Giano, divinità esclusivamente romana, era una personalità mitologica legata alle porte di casa e ai passaggi: portava in mano, come i portinai, una chiave e un bastone, ed era raffigurato con due facce, per custodire entrata e uscita; sempre a lui si attribuiva un culto speciale, al principio di una guerra, precisamente al momento in cui l’esercito scendeva in campo[1]. Giano è il nome del protagonista dell’ultima fatica di Franco Romanò, un viaggiatore solitario che aveva rinunciato alla macchina fotografica e alla cinepresa: una personalità che ha incontrato luoghi, atmosfere, odori, sapori. Ambiguo, volutamente immerso nella dimensione del ricordo che, da viatico per il passato, si trasforma in passaporto per il presente: la curiosità, l’amore per la vita, il fascino verso l’alterità, sono gli elementi fondamentali non solo del percorso di Giano, bensì di quello che lo stesso autore compie restituendo- in qualità di custode della memoria- le affascinanti esperienze dell’amico.

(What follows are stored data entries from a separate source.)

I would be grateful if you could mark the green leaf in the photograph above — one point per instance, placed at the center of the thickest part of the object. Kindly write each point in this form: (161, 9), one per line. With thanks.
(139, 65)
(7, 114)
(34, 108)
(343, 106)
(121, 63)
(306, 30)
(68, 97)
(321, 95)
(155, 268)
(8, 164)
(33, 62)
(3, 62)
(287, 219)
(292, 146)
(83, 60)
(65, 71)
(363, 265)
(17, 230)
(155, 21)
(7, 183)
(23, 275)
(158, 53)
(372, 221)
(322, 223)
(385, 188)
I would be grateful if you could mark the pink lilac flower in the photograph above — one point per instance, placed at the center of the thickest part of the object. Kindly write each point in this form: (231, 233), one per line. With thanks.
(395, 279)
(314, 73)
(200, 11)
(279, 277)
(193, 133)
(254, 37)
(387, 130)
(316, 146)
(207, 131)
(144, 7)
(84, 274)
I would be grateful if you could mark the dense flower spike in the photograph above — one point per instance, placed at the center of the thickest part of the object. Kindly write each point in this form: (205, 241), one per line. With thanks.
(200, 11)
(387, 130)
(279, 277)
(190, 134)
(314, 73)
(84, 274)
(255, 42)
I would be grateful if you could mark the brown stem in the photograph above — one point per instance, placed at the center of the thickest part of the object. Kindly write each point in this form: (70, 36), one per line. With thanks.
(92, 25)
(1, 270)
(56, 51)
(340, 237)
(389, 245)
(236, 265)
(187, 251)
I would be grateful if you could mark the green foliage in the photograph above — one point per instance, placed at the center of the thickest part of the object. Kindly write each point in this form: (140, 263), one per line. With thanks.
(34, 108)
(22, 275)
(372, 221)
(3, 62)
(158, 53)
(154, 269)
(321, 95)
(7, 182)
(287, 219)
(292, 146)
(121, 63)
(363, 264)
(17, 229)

L’inafferrabilità, la complessità umana oltre i confini geografici eppure dentro i limiti dell’umano destino, sono il vero ‘luogo’ che ospita le peregrinazioni del protagonista, gli incontri (penso alle figure femminili, Sfinge, Aracne e Antigua, ma non solo), i frammenti di vita che il lettore segue con facilità grazie ad una evidente e sensibile capacità di ripercorrere, attraverso la parola, immagini care e conversazioni-chiave per entrare meglio nelle intenzioni del protagonista.
Sguardo di transito è una narrazione costituita e dedicata ai racconti di viaggio, all’idea che il viaggio stesso non è un meccanismo in grado di colmare le distanze, ma è certo un mezzo per spingerci ad accarezzare, a sondare, a scoprire cosa apprendere da esse, come ridurle, come afferrarle.

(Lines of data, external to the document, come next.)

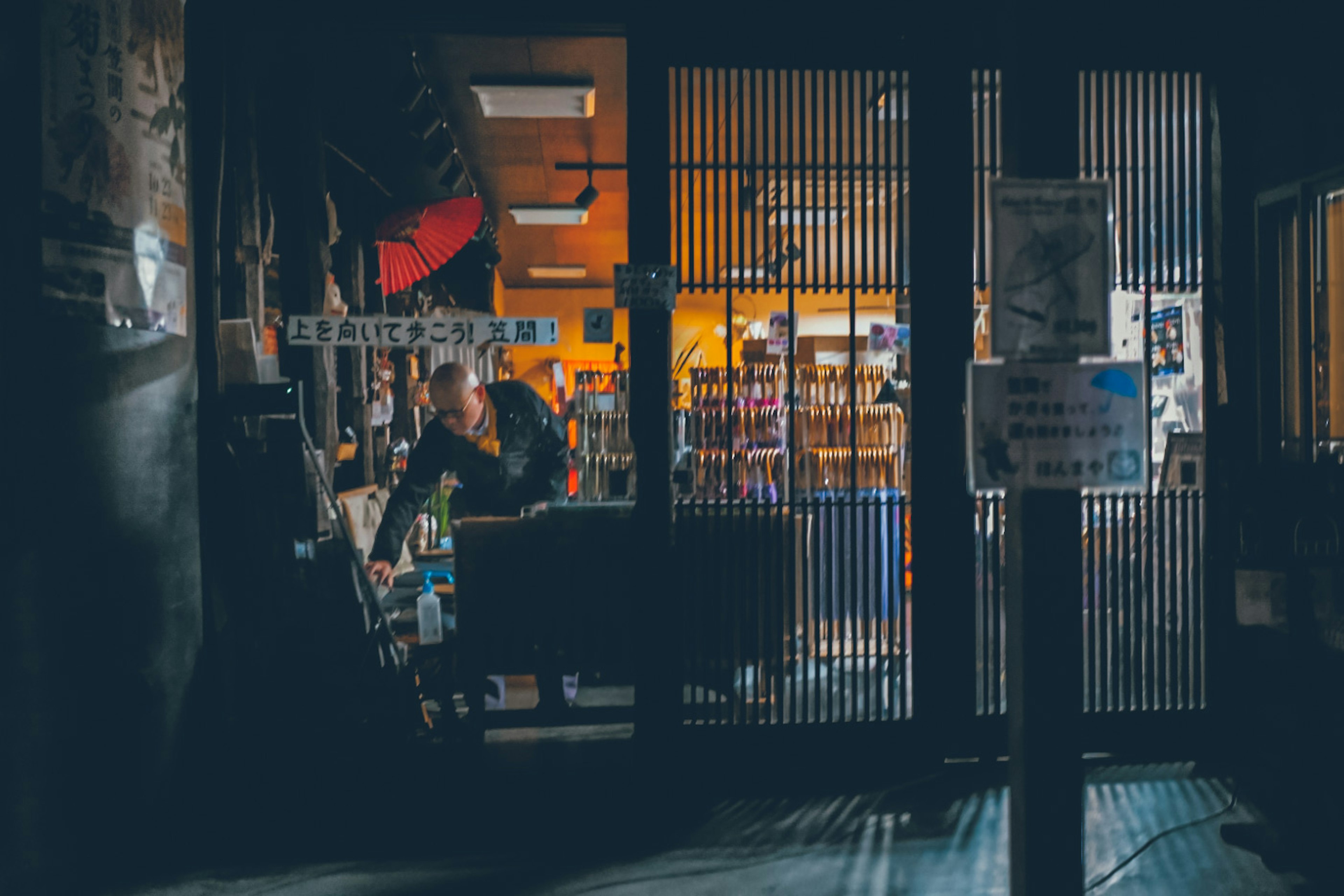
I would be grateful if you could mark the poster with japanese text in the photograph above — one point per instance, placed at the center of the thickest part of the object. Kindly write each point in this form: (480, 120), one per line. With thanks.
(113, 162)
(1051, 269)
(1058, 426)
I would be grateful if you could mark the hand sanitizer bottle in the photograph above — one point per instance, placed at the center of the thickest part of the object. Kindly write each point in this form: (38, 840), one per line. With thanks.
(428, 614)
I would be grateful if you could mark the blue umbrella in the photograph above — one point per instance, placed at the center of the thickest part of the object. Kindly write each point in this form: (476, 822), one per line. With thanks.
(1117, 383)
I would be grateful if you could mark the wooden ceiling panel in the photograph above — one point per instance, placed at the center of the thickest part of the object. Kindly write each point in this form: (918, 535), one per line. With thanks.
(512, 162)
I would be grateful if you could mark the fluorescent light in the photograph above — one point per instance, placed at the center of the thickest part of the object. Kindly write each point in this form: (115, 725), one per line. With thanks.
(549, 214)
(537, 101)
(558, 272)
(810, 217)
(742, 273)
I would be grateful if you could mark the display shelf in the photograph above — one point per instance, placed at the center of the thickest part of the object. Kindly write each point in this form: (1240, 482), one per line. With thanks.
(740, 432)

In sintesi, oserei parlare di questo volume come di un’opera dedicata al Tempo e al Luogo: il primo inteso come kairòs, come momento, occasione, esperienza, frutto da cogliere e custodire, il secondo in qualità di topos, spesso-non casualmente- in corrispondenza o in contrapposizione con i personaggi.

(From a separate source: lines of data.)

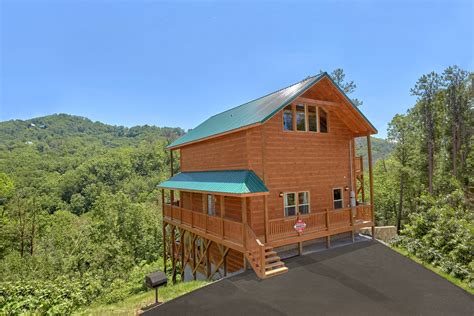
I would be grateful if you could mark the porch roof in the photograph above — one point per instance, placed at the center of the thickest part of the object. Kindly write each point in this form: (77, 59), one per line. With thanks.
(223, 182)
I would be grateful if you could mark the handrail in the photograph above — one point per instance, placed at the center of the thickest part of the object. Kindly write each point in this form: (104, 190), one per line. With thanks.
(257, 250)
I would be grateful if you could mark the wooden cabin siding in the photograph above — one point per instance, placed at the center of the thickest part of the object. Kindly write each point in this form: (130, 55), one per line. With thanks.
(299, 161)
(221, 153)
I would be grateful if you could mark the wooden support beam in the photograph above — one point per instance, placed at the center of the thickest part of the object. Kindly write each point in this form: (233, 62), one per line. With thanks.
(173, 254)
(371, 183)
(194, 256)
(203, 254)
(164, 227)
(220, 262)
(328, 237)
(267, 229)
(222, 199)
(181, 245)
(310, 101)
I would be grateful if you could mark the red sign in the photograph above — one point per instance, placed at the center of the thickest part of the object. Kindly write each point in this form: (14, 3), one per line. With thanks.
(299, 226)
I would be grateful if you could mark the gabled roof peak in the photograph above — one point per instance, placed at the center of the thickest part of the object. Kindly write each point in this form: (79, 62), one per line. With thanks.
(251, 113)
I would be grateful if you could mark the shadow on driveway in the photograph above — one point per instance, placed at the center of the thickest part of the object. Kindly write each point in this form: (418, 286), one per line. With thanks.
(365, 278)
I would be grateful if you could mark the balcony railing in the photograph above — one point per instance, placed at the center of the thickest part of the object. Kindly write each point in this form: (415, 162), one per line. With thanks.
(282, 228)
(223, 228)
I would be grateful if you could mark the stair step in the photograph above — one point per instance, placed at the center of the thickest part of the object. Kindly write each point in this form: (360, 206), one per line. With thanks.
(276, 271)
(274, 265)
(272, 258)
(270, 254)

Il Tempo è dunque circostanza di scoperta e di individualità, di ricerca, così come il Luogo è sì spazio fisico-geografico ma, anche e soprattutto, spazio dell’anima, sede di umane corrispondenze e amorevoli conflitti.
Atmosfere raffinate, solitudini amorose, profumi colorati e odori accecanti, pervadono la mente del lettore e lo spirito del viaggiatore che attraversa Europa, Asia, Africa e America con sorprendente facilità, con rinnovato entusiasmo, a seguito dell’antico modello dell’homo viator.
Romanzo di piacevole intensità emotiva, in cui si rende visibile l’idea della scrittura come forma di amore e di superamento (in senso lato), di confronto con l’alius nelle sue sfumature linguistiche, nelle pieghe degli accenti, nella creatività individuale. Lettura consigliata ai moderni Jonathan Swift, come pure a chi non disdegni risvolti filosofici non meramente formali, bensì contenutistici, dentro l’essenza dei viaggi come esperienze di vita che la modificano, la arricchiscono, la personalizzano.
Pessoa avrebbe concluso dicendo che La vita è/ ciò che facciamo/ di essa: avrebbe poi aggiunto che I viaggi sono i viaggiatori e che ciò che vediamo è ciò che siamo. Chissà se Giano, aprendo la porta della memoria e chiudendo quella dell’oblìo, ha sfiorato col pensiero le parole del poeta…Chissà quanto è sottile il gioco fra Giano e Franco… al lettore l’ardua sentenza.


[1] F. Palazzi, Mythos- dizionario mitologico e di antichità classiche, Milano, Mondadori, 1990, p.134.